Intraoperative images showing A preoperative assessment of the mass, B right thyroid lobectomy, C lateral neck dissection, and D postoperative samples of the left thyroid lobe, central lymph node compartment, and the lateral groups of lymph nodes

Examination of prepared slides from the right lobe revealed infiltration by tumor tissue (2.5 × 1.5 × 1 cm) in size, formed of atypical epithelial cells, mostly arranged in trabecular and insular patterns. These exhibit a moderate degree of nuclear atypia with mitotic activity of about 3/10 HPFs. There is difficulty identifying nuclear grooving and pseudo inclusions. However, minute foci showed an attempt for papillary configuration (< 5% of tumor tissue). No significant tumor necrosis. The surrounding thyroid tissue showed unremarkable changes. Tumor tissue was seen reaching the capsule, with extrathyroidal extension and multiple satellites. No perineural tumor invasion was detected in the examined material (Fig. 3). The left lobe revealed variable-sized thyroid follicles lined by low cuboidal to flat cells and containing eosinophilic colloid. It was free from tumor tissue. Free thymic tissue was also noted. Sections prepared from the right central nodes revealed infiltration of ten out of eleven nodes dissected, while five out of thirty-four lateral cervical nodes were infiltrated.

Fig. 3figure 3

Pathological examination of the right thyroid lobe nodule showing A papillary structures and psammoma bodies, B papillary formation and grooving, and C papillae and capsule infiltration

The patient was then referred to a nuclear medicine physician. Adjuvant radioactive iodine 131 (RAI131) therapy was decided since the patient was categorized as high risk according to the ATA classification system. The activity of RAI therapy was decided to be 30 mci. The benefits and risks of RAI131 for the patient and her family were discussed with the parents. A whole-body scan with SPECT-CT was performed 4 days after RAI 131 intake showing increased uptake of the tracer at the thyroid bed, clear lung fields, no bony metastasis, and no uptake by the cervical LNs.

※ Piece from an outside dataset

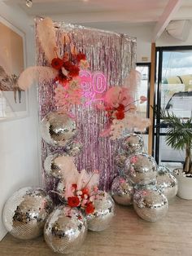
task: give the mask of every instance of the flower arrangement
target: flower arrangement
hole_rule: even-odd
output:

Then the patient started Levothyroxine suppressive therapy (75 µg daily). Six months after receiving RAI 131, an assessment of response was performed with a whole-body iodine scan (2 mci), which revealed a complete resolution of the previous uptake seen in the post-treatment scan. Serum-stimulated thyroglobulin level was within normal range and neck ultrasound was free. The patient was scheduled for regular follow-up visits every 6 months, to be monitored by neck imaging and laboratory tests. After more than 1 year of follow-up, she was free from local, nodal, or distant recurrence.